Couple that with the renovations Woinski mentioned and it's easy to see why Busler said that by the time Revel hits the auction block, a buyer “can't afford to pay more than $100 million for it.”
“It's hard to imagine something that cost over $2 billion being sold for that low,” Busler said.
So who might make a play at Revel?
There are six potential buyers, Atlantic City Mayor Don Guardian told the Associated Press last week, though he didn't name specific companies.
William Pascrell III, a lobbyist for the Princeton Public Affairs Group, said he is currently representing a prospective bidder, whom he declined to name. He, too, has heard that the property may sell for south of $100 million, which he admits is “crazy.”
“It's the market right now,” Pascrell said.
And for any potential buyer, it's not just the design flaws that present additional costs. Revel will need a rebranding, Pascrell said.
In Woinski's perfect world, the bidding process would begin and end with one marquee name: Steve Wynn, CEO of Wynn Resorts.
“My first thought was the only one who could save this property was Wynn,” Woinski said.
Wynn previously had been rumored to have interest in Revel and reportedly toured the site once during construction. But as Woinski points out, “being at the property doesn't mean anything.”
Wynn Resorts spokesman Michael Weaver told NJBIZ that Revel is currently “not an item of interest” for the company.
Other potential suitors, according to Woinski and Busler, could be Hard Rock International and Caesars Entertainment Corp., both of which have also been rumored at times to have interest in Revel, along with Penn National Gaming, which operates the Freehold Raceway and racetracks and casinos across the country.
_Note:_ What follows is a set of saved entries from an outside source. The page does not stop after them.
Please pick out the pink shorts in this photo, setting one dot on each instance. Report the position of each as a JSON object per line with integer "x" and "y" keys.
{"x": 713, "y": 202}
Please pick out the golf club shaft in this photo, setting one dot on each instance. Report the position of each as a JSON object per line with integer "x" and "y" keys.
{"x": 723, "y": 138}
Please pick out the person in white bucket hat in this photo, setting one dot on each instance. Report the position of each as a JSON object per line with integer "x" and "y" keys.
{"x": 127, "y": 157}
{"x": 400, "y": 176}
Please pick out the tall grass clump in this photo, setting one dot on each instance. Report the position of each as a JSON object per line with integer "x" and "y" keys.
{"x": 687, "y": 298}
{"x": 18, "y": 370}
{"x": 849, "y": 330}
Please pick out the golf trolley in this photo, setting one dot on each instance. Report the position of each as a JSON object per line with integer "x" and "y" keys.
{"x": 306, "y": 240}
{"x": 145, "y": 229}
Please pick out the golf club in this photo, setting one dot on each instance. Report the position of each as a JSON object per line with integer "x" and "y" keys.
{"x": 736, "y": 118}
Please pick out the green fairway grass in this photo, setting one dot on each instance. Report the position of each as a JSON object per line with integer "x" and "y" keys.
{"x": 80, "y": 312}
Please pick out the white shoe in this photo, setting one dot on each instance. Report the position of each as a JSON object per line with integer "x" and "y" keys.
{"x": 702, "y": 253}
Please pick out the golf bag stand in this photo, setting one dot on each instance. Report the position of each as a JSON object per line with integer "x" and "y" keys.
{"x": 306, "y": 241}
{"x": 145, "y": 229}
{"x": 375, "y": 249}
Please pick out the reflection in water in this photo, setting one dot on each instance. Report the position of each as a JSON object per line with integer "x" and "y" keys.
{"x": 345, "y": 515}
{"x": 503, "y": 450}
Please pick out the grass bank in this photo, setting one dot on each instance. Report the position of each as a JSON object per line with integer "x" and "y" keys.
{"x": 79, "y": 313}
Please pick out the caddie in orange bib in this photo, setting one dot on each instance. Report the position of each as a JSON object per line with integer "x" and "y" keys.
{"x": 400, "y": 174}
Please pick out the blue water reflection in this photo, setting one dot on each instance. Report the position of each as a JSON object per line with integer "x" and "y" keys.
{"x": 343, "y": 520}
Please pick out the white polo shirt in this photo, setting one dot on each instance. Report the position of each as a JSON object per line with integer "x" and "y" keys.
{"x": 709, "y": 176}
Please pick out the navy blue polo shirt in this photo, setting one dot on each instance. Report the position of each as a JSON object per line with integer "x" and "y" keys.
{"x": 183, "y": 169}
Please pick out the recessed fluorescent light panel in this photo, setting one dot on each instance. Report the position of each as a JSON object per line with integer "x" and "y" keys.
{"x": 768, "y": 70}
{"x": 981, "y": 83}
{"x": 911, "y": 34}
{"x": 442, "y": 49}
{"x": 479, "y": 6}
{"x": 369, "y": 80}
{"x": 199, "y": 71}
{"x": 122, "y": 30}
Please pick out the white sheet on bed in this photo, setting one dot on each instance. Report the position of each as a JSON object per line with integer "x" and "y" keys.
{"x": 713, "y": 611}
Caesars is a particularly intriguing option, say Woinski and Busler, because it already runs four casinos in town. The problem is that it already plans to close the worst-performing of the bunch, Showboat, in late August.
“If you're going to close Showboat because you're going to buy Revel, that makes a lot more sense,” said Woinski.
Busler says Caesars brings an already-established customer base to the table.
“Caesars has the financial capacity to take that over,” Busler said. “They have excellent marketing and they do a lot of analytics … They could be successful with this.”
However, according to Caesars spokesman Gary Thompson, the company isn't planning to bid on Revel.
A Hard Rock spokesman declined to comment on the rumored interest and Penn Gaming did not immediately return a request for comment.
Busler said that for any potential buyer, risk is obviously a huge factor. But so might be the reward.
“Somebody may view this as an opportunity,” Busler said. “Here's a chance, everything's down right now. Any economist will tell you, 'Try to buy at the low and sell at the high.' We're in a down market. It won't be down forever.”
But the way state Sen. Raymond Lesniak (D-Union) sees it, the upcoming auction is not a time to get picky. He said he wants “anyone who's going to keep the lights on and keep as many people employed as possible.”
“What matters to me is that it stays open and operational,” Lesniak said.